Paquistão: as madrassas e os “cristãos das catacumbas”

Que clima reina no país após os ataques da Páscoa?

 

29 março 2016 – No domingo da Ressurreição, o Paquistão mergulhou de novo nas profundezas do ódio e da morte. Em Lahore, na região central do país, um suicida se explodiu em um parque repleto de famílias que celebravam com alegria.

O saldo (infelizmente) provisório é de 72 vítimas, incluindo 30 crianças, e pelo menos 340 feridos. A maioria pertence à comunidade cristã do Paquistão, 4% de uma população de preponderância muçulmana e que é alvo, pela enésima vez, de ataques atrozes.

A chacina alimentou um clima de tensão e de alarme. Em conversa com Zenit, quem fala desse clima é o professor Shahid Mobeen, que leciona Pensamento e Religião Islâmica na Pontifícia Universidade Lateranense e é fundador da Associação de Paquistaneses Cristãos na Itália.

“Após o ataque, as minorias religiosas ficaram apavoradas. É difícil sair de casa”, explica ele, com base nos contínuos testemunhos que recebe por telefone de seu país. Mobeen conta que sua irmã estava em Lahore no domingo. Com ela e outros membros da família “está tudo bem”, porque tinham ficado em casa com outros parentes.

Parece que retornaram os tempos das catacumbas para os cristãos do país asiático. “Muitos pais estão evitando mandar os filhos para a escola e muitos também evitam os locais de maior aglomeração”.

Era o caso, no domingo, do parque infantil de Gulshan-e-Iqbal, onde muitas famílias cristãs comemoravam a tarde de Páscoa depois de terem participado das celebrações religiosas.

O ataque foi reivindicado pelos jihadistas do grupo Jamatul Ahrar, ligado ao principal grupo do Taliban paquistanês (Tehrik e Taleban Pakistan – TTP). Pode ser uma mostra de força do Taliban diante do Estado Islâmico (EI), que busca apoio entre as franjas mais extremistas do islã no Paquistão.
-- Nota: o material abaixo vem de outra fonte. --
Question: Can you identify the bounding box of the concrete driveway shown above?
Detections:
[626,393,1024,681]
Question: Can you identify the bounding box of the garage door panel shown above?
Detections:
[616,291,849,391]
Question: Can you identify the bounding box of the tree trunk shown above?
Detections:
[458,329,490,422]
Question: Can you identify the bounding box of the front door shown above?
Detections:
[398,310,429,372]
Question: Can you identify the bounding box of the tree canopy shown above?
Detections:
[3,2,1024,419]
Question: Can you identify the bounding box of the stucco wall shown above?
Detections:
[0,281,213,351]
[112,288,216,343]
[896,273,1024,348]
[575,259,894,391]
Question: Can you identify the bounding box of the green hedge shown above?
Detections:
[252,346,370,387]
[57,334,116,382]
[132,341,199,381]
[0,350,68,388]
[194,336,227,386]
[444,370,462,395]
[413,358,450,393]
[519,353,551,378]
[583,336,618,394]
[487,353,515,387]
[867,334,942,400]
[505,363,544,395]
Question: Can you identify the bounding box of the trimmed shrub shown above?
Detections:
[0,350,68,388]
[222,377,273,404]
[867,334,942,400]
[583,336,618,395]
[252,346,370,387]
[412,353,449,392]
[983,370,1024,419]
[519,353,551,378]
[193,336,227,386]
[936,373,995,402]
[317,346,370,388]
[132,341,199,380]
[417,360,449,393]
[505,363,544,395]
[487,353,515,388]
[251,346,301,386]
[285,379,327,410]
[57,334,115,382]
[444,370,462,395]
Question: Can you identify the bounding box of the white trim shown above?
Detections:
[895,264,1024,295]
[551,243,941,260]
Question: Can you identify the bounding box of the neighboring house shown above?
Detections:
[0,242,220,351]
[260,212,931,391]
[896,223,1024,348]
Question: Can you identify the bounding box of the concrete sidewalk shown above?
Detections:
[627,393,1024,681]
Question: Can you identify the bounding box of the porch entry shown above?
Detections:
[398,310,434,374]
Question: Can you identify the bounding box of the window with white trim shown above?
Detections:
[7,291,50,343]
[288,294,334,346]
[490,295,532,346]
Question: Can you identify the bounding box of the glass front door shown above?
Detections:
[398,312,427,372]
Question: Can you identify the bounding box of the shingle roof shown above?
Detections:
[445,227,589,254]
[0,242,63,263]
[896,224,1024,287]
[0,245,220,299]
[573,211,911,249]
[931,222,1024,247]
Mobeen recorda que, “recentemente, foi desbaratado um grupo que pretendia criar uma filial do EI no Paquistão. Existem campos de treinamento onde os mujaheddin são recrutados pelo EI para cometer ataques não só no Paquistão, mas também no exterior”.

Muitos analistas interpretam o ataque em Lahore como um sinal enviado ao governo, que tem se mostrado disposto a alterar a lei antiblasfêmia introduzida em 1986 e que vem gerando muitas injustiças (e vítimas) entre os cristãos. Além de condenar à pena de morte quem “insulta” a religião islâmica, essa lei tem sido usada muitas vezes como pretexto para indiciar, aprisionar e até linchar sem prova alguma os assim chamados “infiéis”.

“Eu não acho que seja um sinal desse tipo”, objeta Mobeen. Ele acredita que, com este ataque, o grupo TTP “quis registrar a sua presença em Lahore para o primeiro-ministro Nawaz Sharif”, que é da cidade. O professor recorda ainda que o Talibã “já atacou várias outras áreas do país, como as que fazem fronteira com o Afeganistão e as do Sul”.

A demonstração de instabilidade do Paquistão ameaça a visita do papa Francisco, que recebeu o convite do governo de Islamabad faz algumas semanas. De acordo com Mobeen, a presença do papa no Paquistão se torna agora uma quimera, porque o ataque “mostrou todas as falhas de segurança das autoridades” – autoridades, aliás, que, apesar dos discursos, parecem impotentes diante do crescimento do fundamentalismo islâmico, atribuído por Mobeen ao papel das madrassas, escolas corânicas que, ao longo dos anos e graças a abundante financiamento do exterior, têm corroído lentamente a educação pública no país.

Mobeen observa que os pais, “muitas vezes, sem contarem com escolas do Estado, são obrigados a enviar seus filhos às madrassas”, onde as crainças podem acabar doutrinadas para a jihad. Especialmente quando essas instituições são zonas francas do islamismo mais radical, livres de qualquer monitoramento.

“De 40 mil madrassas no território nacional, as registradas pelo Estado e que seguem um mínimo do currículo não chegam a 8.000”, diz Mobeen. Isto significa que “cerca de 32 mil madrassas, frequentadas por centenas de milhares de crianças, são potenciais promotoras da ‘guerra santa’ contra o Ocidente, contra a democracia e contra as instituições”.

Para mudar a situação, Mobeen pede ao governo paquistanês que reative o Ministério Federal das Minorias, porque “nós, cristãos, não somos dhimmi (indivíduos não-muçulmanos) a ser protegidos, mas sim co-fundadores do Paquistão com pleno direito de cidadania”. A paz não passa pela proteção de uma minoria, mas pelo reconhecimento da igualdade de oportunidades.